On Tuesday, the House Health Committee will hold a public hearing on anti-obesity medications. The Senate Urban Affairs and Republican Policy Committees will hold a joint roundtable discussion on anti-blight efforts. The House Children and Youth Committee will consider H.B 200 (Toohil, R-Luzerne), which provides early intervention services for infants and mothers dealing with postpartum depression. In the House Commerce Committee, members will vote on H.B. 593 (Thomas, D-Philadelphia), which allows businesses that have existed more than seven years to participate in the Second Stage Loan Program.
Moving on to Wednesday, the House and Senate Education Committees will hold a joint public hearing on education savings accounts. The House Human Services Committee will consider H.B 825 (Heffley, R-Carbon), providing for a psychiatric and detoxification bed registry, and H.B. 1233 (Murt, R-Montgomery), establishing a new standard for court-ordered assisted outpatient treatment in the community.

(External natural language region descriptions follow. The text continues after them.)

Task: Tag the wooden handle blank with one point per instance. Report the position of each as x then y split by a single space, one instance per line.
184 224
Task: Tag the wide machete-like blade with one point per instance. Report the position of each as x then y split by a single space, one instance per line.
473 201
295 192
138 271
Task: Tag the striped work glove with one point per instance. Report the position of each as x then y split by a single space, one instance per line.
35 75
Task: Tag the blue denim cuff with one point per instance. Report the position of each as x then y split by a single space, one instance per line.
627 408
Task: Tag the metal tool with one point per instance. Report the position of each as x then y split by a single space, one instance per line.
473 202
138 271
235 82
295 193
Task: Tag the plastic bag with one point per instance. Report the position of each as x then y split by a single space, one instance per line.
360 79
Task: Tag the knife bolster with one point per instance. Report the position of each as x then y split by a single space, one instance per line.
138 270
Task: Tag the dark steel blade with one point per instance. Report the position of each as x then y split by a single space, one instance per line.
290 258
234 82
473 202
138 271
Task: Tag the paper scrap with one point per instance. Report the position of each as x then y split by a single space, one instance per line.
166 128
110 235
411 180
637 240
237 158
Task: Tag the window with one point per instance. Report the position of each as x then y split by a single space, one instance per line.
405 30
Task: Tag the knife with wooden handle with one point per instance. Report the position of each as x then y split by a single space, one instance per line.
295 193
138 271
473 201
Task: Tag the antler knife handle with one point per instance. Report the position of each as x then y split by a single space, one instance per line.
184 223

The Senate Urban Affairs and Housing Committee will consider S.B. 586 (Argall, R-Schuylkill), which limits circumstances under which municipalities can bring spot appeals of property assessments in Pennsylvania. The Committee will also consider S.B. 667 (Stefano, R-Fayette), which grants redevelopment authorities the same powers currently allotted to land banks through the Pennsylvania Land Bank Act; H.B. 595 (Brown, R., R-Monroe), which assigns the investigation and mediation of complaints regarding planned communities, cooperatives and condominiums to the Office of Attorney General’s Bureau of Consumer Protection; and H.B. 758 (Ward, R-Blair), which allows developers and property owners to receive a tax abatement incentive once they apply and are approved to rebuild upon an abandoned or blighted property or in a deteriorated area.
In addition, the Joint Legislative Budget and Finance Committee will release three reports on Wednesday: (1) public charter school fiscal impact on school districts; (2) the impact of tavern gaming on the Pennsylvania State Lottery; and (3) Commonwealth Board and Commission members salaries and expenses interim report.
On Thursday, the House Judiciary Committee will hold a public hearing on the proposed consolidation of the Department of Corrections and the Board of Probation and Parole.